The provincial Liberals' powerful former campaign co-chair was repeatedly scheduled to meet with British Columbia Lottery Corp.'s president and chief executive officer between 2005 and 2007. Patrick Kinsella, a public affairs consultant who has been accused by the provincial New Democrats of lobbying the government without registering, has long been connected with the province's gaming industry. But the subject of those meetings - which occasionally included the corporation's chairs - remains a mystery. Mr. Kinsella, who has previously denied ever lobbying the government he was instrumental in electing, didn't return phone calls from Public Eye.
And the corporation's then president and chief executive officer, Vic Poleschuk, declined to comment on what he discussed with the Liberals' former campaign co-chair. Nor would Mr. Poleschuk comment on an email Mr. Kinsella sent to him on Sept. 7, 2005, requesting a meeting to "chat about issues of mutual interest and concern."
"The best way to get that information - given that I am obviously out of the public sector - is to deal with the lottery (corporation) directly," he said from his home in Kamloops.
But corporation public relations manager Robin Cook stated, "We are not able to speculate on the content" of scheduled meetings between Messrs. Poleschuk and Kinsella on February 27 and November 29, 2006 and April 24, 2007. "Only those individuals would be able to provide information on the meetings."
Nor, according to Mr. Cook, is the corporation "aware of the content" of scheduled meetings between Messrs. Poleschuk, Kinsella and then chair Rick Turner on October 7 and November 1, 2005.
Mr. Turner, who is now the Insurance Corp. of British Columbia's chair, has "no recollection" of those meetings. But his successor, John McLernon, did remember a meeting between himself and Messrs. Poleschuk and Kinsella on August 31, 2006.

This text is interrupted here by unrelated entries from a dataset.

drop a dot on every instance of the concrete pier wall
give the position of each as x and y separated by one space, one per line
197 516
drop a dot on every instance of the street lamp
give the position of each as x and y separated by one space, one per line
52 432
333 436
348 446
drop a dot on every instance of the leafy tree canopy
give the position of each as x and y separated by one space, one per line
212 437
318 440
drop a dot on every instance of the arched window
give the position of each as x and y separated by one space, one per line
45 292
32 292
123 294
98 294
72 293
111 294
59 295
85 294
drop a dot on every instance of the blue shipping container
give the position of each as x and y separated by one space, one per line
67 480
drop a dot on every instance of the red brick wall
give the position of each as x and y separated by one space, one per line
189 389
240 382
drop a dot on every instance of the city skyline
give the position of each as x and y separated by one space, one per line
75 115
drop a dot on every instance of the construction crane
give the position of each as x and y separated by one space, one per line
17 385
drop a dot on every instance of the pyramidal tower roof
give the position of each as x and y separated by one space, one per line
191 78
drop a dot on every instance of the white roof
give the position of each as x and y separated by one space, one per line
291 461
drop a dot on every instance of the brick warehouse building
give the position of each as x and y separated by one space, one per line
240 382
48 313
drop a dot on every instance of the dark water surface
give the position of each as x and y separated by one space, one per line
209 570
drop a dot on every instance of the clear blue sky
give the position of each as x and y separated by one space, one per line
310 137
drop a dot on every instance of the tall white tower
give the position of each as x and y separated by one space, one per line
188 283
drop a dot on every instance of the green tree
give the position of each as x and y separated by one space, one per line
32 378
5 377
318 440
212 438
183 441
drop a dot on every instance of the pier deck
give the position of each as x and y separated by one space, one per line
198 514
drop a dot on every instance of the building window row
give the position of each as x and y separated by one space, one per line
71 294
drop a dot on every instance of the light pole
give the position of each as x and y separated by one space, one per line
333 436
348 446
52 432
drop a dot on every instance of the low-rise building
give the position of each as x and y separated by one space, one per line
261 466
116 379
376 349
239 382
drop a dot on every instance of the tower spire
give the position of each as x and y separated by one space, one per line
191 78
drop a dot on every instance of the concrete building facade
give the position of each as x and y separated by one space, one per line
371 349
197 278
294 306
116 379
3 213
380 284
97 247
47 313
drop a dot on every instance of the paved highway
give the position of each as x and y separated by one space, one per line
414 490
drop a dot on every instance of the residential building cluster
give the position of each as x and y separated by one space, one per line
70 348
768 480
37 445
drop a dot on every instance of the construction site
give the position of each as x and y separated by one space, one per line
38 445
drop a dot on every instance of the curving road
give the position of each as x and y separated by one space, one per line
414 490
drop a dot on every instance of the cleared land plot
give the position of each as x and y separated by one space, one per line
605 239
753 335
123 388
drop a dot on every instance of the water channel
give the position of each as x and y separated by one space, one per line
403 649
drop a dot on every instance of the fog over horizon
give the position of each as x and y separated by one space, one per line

"He advises the meeting was in fact a tour" of Great Canadian Gaming Corp.'s River Rock Casino Resort in Richmond, stated Cook. "Mr. McLernon recalls engaging in a brief conversation with Mr. Kinsella and Mr. Poleschuk. Mr. McLernon then toured the facility but does not recall if Mr. Kinsella participated."
In an interview, Great Canadian spokesman Howard Blank said, "We don't recall any tour. I wouldn't keep records of that."
Mr. Blank also said he couldn't "comment on whether people work with us or don't work with us" - when asked about the company's relationship with Mr. Kinsella. "That's a privacy issue obviously."
Under the Lobbyists Registration Act, consultant lobbyists are required to sign-up if they, for pay, communicate with an office holder in an attempt to influence government - although there are some exceptions to that rule.
In a written statement issued in June, Mr. Kinsella's company The Progressive Group stressed it is "confident it has consistently and correctly followed the requirements" of the act.